Within the UN member states, several camps advocating for different approaches have emerged: An informal group called the “High Ambition Coalition,” which includes EU countries as well as Peru, Rwanda, Chile and island nations, wants global targets to reduce plastic production and pollution as well as restrictions on certain hazardous chemicals. On the other hand, countries like the United States and Saudi Arabia have favoured only national plans rather than global targets to tackle the problem, in which voluntary “national action plans” will let individual countries decide how to reduce the amount of plastic they are producing and using. While better waste management is one part of the global solution, it falls far short of being able to resolve the trillions of tonnes of plastic entering our environment every year.

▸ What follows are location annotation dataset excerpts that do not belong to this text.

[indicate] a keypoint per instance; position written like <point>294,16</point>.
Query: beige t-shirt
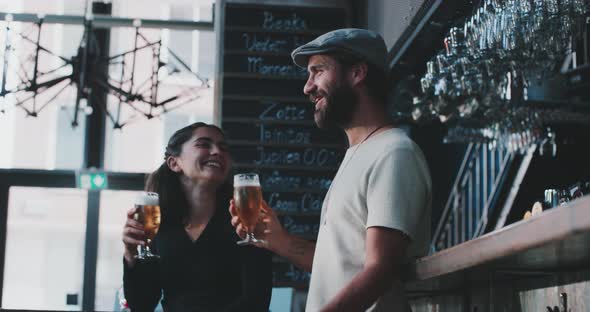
<point>382,182</point>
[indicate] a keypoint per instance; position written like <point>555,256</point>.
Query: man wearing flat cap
<point>376,215</point>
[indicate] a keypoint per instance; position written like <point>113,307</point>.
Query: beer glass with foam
<point>248,200</point>
<point>147,212</point>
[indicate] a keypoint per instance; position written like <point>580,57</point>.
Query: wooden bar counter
<point>556,240</point>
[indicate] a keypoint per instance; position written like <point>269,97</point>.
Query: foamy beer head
<point>147,199</point>
<point>246,179</point>
<point>148,212</point>
<point>247,198</point>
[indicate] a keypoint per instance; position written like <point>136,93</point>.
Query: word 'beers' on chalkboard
<point>285,19</point>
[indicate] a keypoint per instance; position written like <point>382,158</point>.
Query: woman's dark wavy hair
<point>165,182</point>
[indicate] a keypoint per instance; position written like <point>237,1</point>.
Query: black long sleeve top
<point>209,274</point>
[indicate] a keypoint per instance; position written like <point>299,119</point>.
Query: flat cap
<point>362,43</point>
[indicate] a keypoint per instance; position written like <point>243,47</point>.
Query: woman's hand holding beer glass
<point>142,225</point>
<point>268,227</point>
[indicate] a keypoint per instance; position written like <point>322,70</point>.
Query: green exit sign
<point>92,180</point>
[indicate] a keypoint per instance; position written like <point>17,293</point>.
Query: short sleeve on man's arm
<point>396,192</point>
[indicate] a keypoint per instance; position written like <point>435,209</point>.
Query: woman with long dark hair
<point>200,267</point>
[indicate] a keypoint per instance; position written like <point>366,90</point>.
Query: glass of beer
<point>248,200</point>
<point>147,212</point>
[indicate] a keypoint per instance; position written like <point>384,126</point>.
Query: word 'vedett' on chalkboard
<point>268,120</point>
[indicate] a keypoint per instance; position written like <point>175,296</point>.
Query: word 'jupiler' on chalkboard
<point>269,121</point>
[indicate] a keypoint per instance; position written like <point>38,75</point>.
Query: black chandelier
<point>90,72</point>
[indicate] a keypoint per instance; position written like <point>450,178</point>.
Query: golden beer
<point>147,212</point>
<point>149,216</point>
<point>248,200</point>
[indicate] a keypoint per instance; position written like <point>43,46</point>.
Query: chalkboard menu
<point>269,121</point>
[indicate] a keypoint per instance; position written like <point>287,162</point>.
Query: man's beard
<point>341,103</point>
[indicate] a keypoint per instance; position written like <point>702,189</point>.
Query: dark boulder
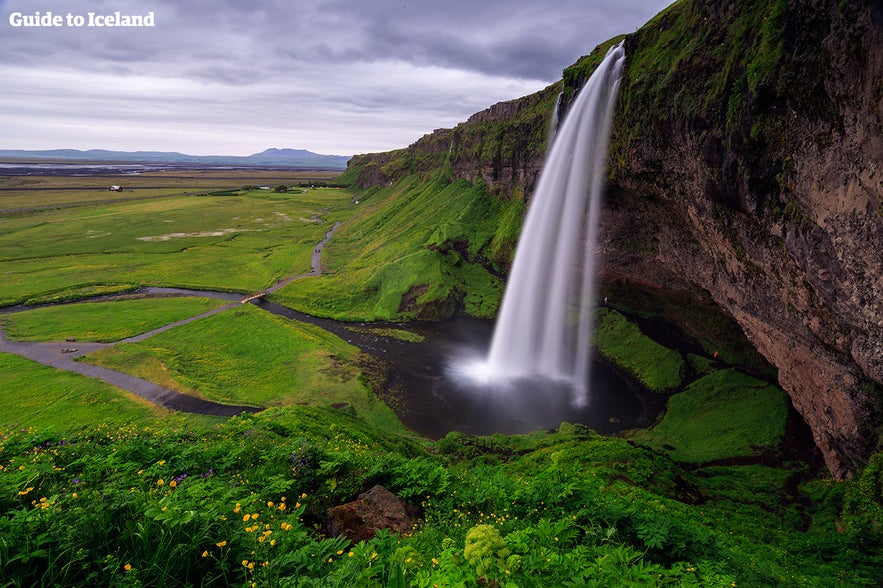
<point>373,510</point>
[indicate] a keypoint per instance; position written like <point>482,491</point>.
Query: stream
<point>421,381</point>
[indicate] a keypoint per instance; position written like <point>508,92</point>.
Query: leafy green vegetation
<point>413,250</point>
<point>102,321</point>
<point>621,341</point>
<point>740,413</point>
<point>244,502</point>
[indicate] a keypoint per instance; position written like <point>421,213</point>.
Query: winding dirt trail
<point>61,355</point>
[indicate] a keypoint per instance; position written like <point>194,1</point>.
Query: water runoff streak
<point>543,331</point>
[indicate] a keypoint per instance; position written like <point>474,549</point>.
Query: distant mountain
<point>294,158</point>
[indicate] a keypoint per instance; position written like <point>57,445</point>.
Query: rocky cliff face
<point>758,177</point>
<point>746,162</point>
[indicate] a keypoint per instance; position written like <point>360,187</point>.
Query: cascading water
<point>545,322</point>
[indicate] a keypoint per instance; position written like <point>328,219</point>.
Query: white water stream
<point>545,323</point>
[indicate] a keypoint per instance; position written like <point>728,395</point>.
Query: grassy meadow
<point>247,356</point>
<point>239,241</point>
<point>37,396</point>
<point>415,250</point>
<point>102,321</point>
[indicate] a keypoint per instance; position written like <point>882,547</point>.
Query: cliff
<point>747,148</point>
<point>744,167</point>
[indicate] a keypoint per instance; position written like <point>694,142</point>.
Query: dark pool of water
<point>429,397</point>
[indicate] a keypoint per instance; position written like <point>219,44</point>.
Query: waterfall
<point>545,322</point>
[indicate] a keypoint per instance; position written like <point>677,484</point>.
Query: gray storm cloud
<point>333,76</point>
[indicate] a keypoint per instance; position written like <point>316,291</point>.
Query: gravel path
<point>62,355</point>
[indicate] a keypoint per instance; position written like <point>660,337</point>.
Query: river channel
<point>429,398</point>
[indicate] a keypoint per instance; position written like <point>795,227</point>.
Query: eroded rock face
<point>374,510</point>
<point>746,161</point>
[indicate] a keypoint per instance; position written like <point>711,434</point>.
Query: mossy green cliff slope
<point>744,175</point>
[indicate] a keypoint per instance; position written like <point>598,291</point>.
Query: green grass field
<point>102,321</point>
<point>412,251</point>
<point>34,395</point>
<point>248,356</point>
<point>235,243</point>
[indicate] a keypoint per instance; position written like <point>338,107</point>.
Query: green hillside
<point>243,503</point>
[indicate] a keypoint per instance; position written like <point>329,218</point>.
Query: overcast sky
<point>234,77</point>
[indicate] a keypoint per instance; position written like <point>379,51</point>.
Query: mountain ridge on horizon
<point>295,158</point>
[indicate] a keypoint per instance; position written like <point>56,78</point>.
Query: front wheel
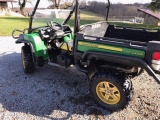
<point>110,91</point>
<point>27,60</point>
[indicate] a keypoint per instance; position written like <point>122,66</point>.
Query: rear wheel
<point>27,60</point>
<point>111,91</point>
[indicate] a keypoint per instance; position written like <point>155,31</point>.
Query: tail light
<point>156,61</point>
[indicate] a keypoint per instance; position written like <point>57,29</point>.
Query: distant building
<point>150,17</point>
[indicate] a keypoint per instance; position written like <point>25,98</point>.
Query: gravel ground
<point>56,93</point>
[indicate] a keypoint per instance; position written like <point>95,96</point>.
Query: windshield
<point>52,11</point>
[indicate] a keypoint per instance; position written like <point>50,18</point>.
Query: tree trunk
<point>3,5</point>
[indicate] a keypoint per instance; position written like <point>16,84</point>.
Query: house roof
<point>8,0</point>
<point>155,14</point>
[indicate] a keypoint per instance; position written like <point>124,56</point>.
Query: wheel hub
<point>108,93</point>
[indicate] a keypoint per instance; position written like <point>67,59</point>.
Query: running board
<point>56,65</point>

Our systems simply cannot cope with the sheer volume being produced, especially in parts of the world without the existing waste management infrastructures available.
Together with our partners The FlipFlopi Project, UNCTAD and UK International Development, have added our voices to the draft treaty, and call for the member states to take the bold approach to reduce and eliminate single-use plastics once and for all.
In light of this, we joined hands with our partners at the East Africa Regional workshop on Single Use Plastics (SUP) which was held in early 2023 and convened environmental experts, legislators, and representatives from the private and civil society sectors to deliberate on the impact of SUPs on the environment and discuss current legislation in the region.